Tipsheet

House Democrat Hit with Two Separate Ethics Complaints

Democrat congressman Tom Malinowski (D-NJ) is facing ethical grievances for failing to disclose stock trades, which is a violation of federal law. Two different nonpartisan ethics groups, the Foundation for Accountability and Civic Trust (FACT) and the Campaign Legal Center both called on the Office of Congressional Ethics to launch a probe into Malinowski, Business Insider reported. The congressman is said to have failed to disclose $671,000 in stock trades. 

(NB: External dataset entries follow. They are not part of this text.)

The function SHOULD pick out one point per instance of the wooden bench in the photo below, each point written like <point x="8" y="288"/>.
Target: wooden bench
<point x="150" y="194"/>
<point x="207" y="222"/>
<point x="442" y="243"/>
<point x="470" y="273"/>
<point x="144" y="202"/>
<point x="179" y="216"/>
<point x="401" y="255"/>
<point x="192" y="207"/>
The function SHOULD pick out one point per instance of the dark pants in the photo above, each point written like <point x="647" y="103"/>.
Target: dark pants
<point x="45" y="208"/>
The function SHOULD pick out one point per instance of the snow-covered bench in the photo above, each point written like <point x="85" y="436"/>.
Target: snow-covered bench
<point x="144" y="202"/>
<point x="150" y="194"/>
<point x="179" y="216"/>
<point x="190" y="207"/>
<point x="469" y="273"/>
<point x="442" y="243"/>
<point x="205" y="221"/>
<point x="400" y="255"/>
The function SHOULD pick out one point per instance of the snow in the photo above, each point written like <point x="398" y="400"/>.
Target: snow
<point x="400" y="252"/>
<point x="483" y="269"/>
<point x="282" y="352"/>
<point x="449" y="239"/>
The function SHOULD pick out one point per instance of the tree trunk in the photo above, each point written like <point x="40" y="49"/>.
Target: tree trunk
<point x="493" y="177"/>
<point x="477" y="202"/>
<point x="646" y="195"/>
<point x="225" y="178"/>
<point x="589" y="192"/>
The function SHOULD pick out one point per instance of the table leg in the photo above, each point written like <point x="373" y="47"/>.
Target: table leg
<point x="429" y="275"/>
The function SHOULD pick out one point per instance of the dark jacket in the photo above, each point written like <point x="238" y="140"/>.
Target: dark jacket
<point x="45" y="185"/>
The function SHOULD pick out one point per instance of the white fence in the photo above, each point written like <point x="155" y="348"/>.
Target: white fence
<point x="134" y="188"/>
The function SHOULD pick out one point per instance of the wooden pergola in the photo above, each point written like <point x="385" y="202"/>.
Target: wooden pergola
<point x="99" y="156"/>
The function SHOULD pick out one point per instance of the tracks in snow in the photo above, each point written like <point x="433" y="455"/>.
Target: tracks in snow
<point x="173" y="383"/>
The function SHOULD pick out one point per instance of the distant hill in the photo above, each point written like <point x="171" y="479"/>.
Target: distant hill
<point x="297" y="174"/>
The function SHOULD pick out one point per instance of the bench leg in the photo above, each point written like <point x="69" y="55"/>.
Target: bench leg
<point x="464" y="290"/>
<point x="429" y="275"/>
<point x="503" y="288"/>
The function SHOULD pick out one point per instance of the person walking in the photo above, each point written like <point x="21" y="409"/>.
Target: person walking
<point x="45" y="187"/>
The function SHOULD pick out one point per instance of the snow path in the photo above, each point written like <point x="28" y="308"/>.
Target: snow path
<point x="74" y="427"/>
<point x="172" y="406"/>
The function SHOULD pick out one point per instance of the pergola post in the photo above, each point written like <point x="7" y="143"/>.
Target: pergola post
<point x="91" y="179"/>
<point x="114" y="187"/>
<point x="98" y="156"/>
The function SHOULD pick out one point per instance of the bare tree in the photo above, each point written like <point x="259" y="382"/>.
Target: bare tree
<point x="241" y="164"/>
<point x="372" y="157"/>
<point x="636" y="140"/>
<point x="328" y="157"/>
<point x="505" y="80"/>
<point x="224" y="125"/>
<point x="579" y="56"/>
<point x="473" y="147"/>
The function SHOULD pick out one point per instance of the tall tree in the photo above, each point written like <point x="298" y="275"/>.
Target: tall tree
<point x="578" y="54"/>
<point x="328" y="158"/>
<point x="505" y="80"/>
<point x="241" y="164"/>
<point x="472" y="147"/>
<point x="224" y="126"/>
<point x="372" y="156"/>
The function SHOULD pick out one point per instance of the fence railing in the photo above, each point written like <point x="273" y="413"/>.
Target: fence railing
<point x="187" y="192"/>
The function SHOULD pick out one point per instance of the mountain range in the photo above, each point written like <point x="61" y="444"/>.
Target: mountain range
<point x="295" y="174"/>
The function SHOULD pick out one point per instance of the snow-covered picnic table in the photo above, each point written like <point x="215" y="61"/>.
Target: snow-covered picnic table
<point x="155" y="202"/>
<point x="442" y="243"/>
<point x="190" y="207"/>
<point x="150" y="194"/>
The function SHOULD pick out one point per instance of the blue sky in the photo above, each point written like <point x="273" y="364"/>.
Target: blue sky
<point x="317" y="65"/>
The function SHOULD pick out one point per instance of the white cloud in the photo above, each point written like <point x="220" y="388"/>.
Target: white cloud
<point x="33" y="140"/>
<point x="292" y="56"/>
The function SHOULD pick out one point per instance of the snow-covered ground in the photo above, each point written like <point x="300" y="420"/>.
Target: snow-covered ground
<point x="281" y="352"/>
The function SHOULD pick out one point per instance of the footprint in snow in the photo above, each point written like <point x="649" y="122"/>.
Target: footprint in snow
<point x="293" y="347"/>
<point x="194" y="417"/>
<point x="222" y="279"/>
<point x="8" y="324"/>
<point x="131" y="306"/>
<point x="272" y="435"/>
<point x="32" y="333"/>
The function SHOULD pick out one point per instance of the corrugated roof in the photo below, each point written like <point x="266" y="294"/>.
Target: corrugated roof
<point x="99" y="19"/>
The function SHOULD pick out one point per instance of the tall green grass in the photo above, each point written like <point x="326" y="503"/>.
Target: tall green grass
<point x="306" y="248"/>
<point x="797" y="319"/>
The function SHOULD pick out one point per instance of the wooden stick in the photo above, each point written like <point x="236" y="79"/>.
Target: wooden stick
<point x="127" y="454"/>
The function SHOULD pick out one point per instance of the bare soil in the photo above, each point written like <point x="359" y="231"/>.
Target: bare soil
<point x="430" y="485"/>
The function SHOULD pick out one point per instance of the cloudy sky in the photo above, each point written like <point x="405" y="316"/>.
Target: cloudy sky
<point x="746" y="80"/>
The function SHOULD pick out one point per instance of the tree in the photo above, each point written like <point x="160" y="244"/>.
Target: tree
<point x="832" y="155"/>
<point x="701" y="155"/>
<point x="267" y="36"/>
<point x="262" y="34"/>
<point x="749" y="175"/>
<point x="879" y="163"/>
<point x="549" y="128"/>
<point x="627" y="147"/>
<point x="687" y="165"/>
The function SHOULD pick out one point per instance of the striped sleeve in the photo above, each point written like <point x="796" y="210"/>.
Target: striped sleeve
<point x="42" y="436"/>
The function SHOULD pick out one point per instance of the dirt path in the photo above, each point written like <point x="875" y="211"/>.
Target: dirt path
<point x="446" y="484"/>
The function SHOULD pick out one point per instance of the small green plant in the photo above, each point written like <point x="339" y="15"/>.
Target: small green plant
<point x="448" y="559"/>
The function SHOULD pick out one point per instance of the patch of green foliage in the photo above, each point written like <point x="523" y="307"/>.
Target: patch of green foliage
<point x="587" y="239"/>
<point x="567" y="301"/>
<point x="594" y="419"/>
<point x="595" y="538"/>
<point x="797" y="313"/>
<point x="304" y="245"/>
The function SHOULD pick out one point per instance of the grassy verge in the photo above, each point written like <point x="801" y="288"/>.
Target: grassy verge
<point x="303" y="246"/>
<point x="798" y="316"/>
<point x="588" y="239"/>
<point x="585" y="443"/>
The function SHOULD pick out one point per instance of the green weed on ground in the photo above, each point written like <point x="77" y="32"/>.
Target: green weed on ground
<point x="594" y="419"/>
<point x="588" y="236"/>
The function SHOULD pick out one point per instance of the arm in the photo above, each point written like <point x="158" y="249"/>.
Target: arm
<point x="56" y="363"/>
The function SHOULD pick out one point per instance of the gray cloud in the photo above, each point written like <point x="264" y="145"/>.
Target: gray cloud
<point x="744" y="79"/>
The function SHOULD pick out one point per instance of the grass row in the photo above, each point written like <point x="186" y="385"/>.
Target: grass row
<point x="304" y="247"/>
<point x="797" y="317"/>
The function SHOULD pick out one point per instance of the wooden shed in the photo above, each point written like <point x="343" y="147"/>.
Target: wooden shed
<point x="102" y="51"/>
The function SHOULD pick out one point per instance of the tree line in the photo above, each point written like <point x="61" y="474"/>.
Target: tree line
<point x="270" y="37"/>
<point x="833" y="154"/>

“When members of Congress trade individual stocks and fail to disclose those trades, they break the law and diminish the public’s trust in government,” Campaign Legal Center lawyers Kedric Payne and Delaney Marsco wrote to the Office of Congressional Ethics. “Rep. Malinowski repeatedly failed to comply with this requirement for over two years. He describes this omission as an oversight even though he is an experienced investor and former political appointee who has been subject to the STOCK Act for over five years.”

The federal Stop Trading on Congressional Knowledge (STOCK) Act mandates that lawmakers make public their stock trades within a 30-45 day window. FACT argued that Malinowski’s failure to disclose trades depletes “citizens’ confidence” in public servants, arguing that the congressman could have been “secretly trading stocks related to a national crisis, which prevented the public from evaluating whether his transactions were based upon information he obtained from his official position.” 

Malinowski attributed his failure to disclose his trades as an “oversight,” and maintained that he himself does not oversee his trades on daily basis.